Según datos de ACNUR, el número de refugiados en el mundo ha alcanzado cifras históricas en la última década, y son ya más de 29 millones de personas las que malviven en verdaderas metrópolis convertidas en limbos.


Aterrizo en Argel. Recorro el trayecto que va desde el moderno aeropuerto internacional hasta la pequeña terminal de vuelos nacionales. Al llegar al control de pasaportes le pregunto al gendarme por una cafetería en la que poder comer algo y resguardarme durante las cuatro horas de escala. El tipo me mira incrédulo y me recuerda que estamos en Ramadán.

La terminal está llena de gente, pero hay un silencio hueco y extraño, interrumpido solo por las risas de unos niños que intentan atrapar a una paloma que corre despavorida.

La gente espera, inmóvil y somnolienta, intentan evitar cualquier esfuerzo, cualquier gasto superfluo de energía. Llevan desde ayer en ayunas, y más que esperar un vuelo parecen contar las horas para la caída del sol, que dará paso al festín nocturno, el iftar, iniciado siempre con un dátil.

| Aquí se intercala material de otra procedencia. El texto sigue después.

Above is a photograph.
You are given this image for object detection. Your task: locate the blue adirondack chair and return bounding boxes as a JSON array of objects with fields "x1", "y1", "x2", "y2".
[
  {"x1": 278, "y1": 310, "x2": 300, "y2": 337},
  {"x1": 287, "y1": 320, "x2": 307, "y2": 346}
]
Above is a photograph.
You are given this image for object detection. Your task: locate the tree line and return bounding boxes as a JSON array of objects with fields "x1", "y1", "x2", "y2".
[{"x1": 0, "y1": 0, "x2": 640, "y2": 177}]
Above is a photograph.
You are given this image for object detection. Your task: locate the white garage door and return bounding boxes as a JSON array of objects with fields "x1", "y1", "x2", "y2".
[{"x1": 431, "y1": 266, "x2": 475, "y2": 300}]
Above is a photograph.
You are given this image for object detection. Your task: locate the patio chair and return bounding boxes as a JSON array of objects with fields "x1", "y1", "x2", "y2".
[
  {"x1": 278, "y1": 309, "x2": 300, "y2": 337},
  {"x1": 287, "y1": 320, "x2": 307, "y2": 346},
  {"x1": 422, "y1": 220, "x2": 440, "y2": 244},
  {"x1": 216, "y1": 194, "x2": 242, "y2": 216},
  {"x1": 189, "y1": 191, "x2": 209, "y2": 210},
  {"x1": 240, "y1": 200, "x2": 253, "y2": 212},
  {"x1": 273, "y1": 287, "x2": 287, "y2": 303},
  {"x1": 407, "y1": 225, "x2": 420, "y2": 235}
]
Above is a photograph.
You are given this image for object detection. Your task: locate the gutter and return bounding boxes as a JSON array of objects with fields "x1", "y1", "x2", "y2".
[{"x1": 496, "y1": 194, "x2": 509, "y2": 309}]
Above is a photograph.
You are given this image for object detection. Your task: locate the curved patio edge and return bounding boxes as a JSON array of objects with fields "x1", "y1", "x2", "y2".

Aterrizo en el aeropuerto de Tinduf bien entrada la noche. Allí me esperan Jatra y Lekbir para trasladarme a Rabuni, sede política y administrativa del Frente Polisario donde se ubica el centro de protocolo, un complejo amurallado y protegido en el que hacen vida los expatriados que trabajan en los campamentos. El centro está muy cerca del Hospital Nacional en el que Cirugía Solidaria trabaja, día y noche, desde su llegada hace cuatro días.

Llego a casa pasada la medianoche, antes incluso de que el equipo médico regrese del hospital. El ambiente es festivo. Loli y Cati se esmeran en preparar la cena en honor a los que celebran su santo, y al cumpleaños de May.

Alrededor de una mesa comunal, como si de una cena familiar se tratase, los 23 cooperantes hablan de los casos tratados hoy, de ingeniosas soluciones para solventar las carencias y dificultades técnicas, y de lo mucho que aún queda por hacer.

Al final de la noche les toca a los nuevos decir unas palabras. Son numerosos en esta misión en la que la dilatada experiencia de muchos de sus miembros se entremezcla con el bautismo de los que inician su andadura en la organización. El cansancio hace mella en sus rostros, pero la alegría de saberse útiles y el reto de ayudar al mayor número posible de pacientes, reconforta más que la promesa de unas pocas horas de sueño reparador. El ritmo frenético de este grupo te obliga a dar lo mejor de ti, a intentar estar a su altura. Pero es prácticamente imposible si no eres uno de ellos.

Al despertar, un cielo azul, casi irreal, y el calor abrasador, me recuerda que estamos en mitad del desierto más grande del planeta, una superficie árida de más de nueve millones de kilómetros cuadrados que abarca la mayor parte de África del Norte.

Decido arrancar la jornada en El Aaiún. Es otro Aaiún, a 500 kilómetros del original, pero aquí los nombres de las cinco wilayas en las que se dividen los campos de refugiados (El Aaiún, Esmara, Auserd, Bojador y Dajla), son una forma de recordar, de no olvidar que los que habitan este lugar pertenecen en realidad a otro sitio.